I can’t believe that New York City has all that water in the streets! Those poor people. And it’s so dark.
Hey – you know what they need? A wand with the lumos spell.
That would fix everything.

The 6 y.o. “Pollyanna”

On Violet

The 6 y.o.: What color is violet?
The 10 y.o.: Violet.
The 6 y.o.: I mean what color is it?
The 10 y.o.: It’s violet. That’s the color: violet.
The 6 y.o.: AARGH! I mean is it yellow or red or blue or what?
The 10 y.o.: Purple
The 6 y.o.: Well I don’t have a purple crayon, so what other colors could it be?

On Elections

I’ll just teach Aaron and Kylie about the Presidents of the United States so they can play Presidents vs Aliens while you have your piano lesson.
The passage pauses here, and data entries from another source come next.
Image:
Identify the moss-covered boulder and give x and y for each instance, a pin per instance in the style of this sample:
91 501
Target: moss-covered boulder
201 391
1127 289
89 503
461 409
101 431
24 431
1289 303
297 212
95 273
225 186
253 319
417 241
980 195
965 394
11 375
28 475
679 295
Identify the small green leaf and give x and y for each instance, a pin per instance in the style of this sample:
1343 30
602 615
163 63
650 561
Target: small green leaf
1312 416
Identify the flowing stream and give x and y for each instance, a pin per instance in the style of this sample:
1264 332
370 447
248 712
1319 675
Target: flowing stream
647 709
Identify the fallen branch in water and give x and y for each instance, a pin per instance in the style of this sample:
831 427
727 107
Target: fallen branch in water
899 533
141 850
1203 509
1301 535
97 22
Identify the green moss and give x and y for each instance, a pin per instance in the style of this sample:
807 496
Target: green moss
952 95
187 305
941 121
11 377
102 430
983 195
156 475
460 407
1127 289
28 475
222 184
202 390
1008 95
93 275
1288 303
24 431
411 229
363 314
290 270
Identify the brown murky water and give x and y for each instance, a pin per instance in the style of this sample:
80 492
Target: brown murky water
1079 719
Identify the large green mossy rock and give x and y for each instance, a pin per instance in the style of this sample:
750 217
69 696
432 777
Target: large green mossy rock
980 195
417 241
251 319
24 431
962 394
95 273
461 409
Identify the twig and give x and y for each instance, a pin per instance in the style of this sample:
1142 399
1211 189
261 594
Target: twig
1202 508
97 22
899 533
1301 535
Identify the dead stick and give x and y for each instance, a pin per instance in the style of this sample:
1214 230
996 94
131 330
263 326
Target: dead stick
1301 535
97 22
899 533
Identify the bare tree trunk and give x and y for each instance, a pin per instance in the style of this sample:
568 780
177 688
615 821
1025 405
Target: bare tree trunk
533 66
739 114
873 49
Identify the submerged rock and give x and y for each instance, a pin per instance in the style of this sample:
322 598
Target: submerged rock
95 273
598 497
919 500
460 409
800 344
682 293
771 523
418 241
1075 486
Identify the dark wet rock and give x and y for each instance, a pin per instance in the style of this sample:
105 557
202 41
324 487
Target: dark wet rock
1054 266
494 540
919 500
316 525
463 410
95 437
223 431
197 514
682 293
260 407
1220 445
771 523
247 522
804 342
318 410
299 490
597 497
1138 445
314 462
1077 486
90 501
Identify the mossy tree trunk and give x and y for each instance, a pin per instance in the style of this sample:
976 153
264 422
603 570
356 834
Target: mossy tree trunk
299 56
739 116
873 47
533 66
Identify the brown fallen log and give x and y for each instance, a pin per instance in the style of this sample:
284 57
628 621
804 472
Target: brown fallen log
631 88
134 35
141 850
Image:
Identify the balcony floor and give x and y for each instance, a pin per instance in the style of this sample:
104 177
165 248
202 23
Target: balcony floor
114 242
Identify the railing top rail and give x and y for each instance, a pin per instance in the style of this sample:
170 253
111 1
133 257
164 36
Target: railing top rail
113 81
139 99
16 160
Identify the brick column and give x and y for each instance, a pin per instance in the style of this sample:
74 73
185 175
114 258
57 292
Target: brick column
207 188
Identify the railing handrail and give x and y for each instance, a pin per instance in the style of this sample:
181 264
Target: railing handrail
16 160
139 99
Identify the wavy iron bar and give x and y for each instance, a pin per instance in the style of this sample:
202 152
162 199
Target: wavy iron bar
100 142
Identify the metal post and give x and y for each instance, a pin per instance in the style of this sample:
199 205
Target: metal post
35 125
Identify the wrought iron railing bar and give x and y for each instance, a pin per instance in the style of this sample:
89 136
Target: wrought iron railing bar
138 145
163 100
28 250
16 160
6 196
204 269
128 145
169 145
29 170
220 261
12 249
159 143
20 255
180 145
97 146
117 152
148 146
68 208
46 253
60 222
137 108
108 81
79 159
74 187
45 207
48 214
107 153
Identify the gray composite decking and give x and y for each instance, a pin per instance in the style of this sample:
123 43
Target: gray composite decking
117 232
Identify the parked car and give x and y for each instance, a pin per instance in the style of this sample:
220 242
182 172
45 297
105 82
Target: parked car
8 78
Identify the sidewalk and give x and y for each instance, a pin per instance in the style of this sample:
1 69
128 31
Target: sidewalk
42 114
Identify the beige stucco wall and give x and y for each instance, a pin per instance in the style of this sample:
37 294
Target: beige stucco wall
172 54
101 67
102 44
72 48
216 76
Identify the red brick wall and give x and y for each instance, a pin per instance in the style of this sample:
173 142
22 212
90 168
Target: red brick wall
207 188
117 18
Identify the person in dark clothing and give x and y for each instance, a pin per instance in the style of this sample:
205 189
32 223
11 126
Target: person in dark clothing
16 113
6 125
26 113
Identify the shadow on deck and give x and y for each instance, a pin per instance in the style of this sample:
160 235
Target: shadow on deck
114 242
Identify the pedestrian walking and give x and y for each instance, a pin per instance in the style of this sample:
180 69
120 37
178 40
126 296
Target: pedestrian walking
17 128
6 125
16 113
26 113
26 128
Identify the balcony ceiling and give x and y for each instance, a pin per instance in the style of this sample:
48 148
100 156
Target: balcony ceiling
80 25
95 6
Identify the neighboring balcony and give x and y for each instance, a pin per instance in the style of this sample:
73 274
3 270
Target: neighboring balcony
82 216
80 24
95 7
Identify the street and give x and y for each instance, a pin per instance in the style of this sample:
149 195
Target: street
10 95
I won’t even mention Mitt Romney. I promise. Anyway Aaron didn’t even know who Barack Obama was and I’m not about to explain American politics to a 6 year old boy. All he needs to know is that the Presidents with the biggest head wins.

The 6 y.o. (who doesn’t understand why she has to wait another 12 years to vote in her first election.)

On Recess

Mommy I hate recess.
You don’t learn anything, you have to go outside where it’s loud, wet and boring and the playground is filled with boys acting crazy and wild. *MY* favorite subject is MATH. I love it so much. Counting money; counting time; counting music beats…Only Aaron and I know it is all the same and it’s so much fun!
And math is right before recess, so I’d rather spend recess doing more math.

The 6 y.o. (when asked what her favorite subject is in 1st grade…besides recess)

On Camp

So I only had to clean up one time during all of 5th grade camp. The teachers started by saying that the shortest kids had to stay and do the clean up first. Ha! I literally LAUGHED OUT LOUD knowing I was free to have fun for a few minutes.
I mean, let’s face it, “short” and me have never been in the same sentence together.
Well until that sentence.

The 10 y.o. (who has a very dry sense of humor)

On Cleaning

The 14 y.o.: I *like* to clean my room because I find all sorts of useful things. This time I found $20.
The Dad: We like it when you clean your room too. Because then we can find all sorts of useful things. Like the floor.

On Evil People

People with eye patches in cartoons are ALWAYS evil. Always.

The 10 y.o.

On British Accents

The Mom: Raspberries is one of the few words I still love to hear your dad say with his British accent.
The Dad: What words don’t you like to hear me say?
The Mom: Uh, pianist, for one. If you’d pronounce it like an American instead of-
The Dad: Pianist.
{The 14 y.o. erupts in school girl giggles}
The 10 y.o.: Dad. You said “Penis”. Not pianist.
The 14 y.o.: Have you met my sister? She’s beast with the straight-talk.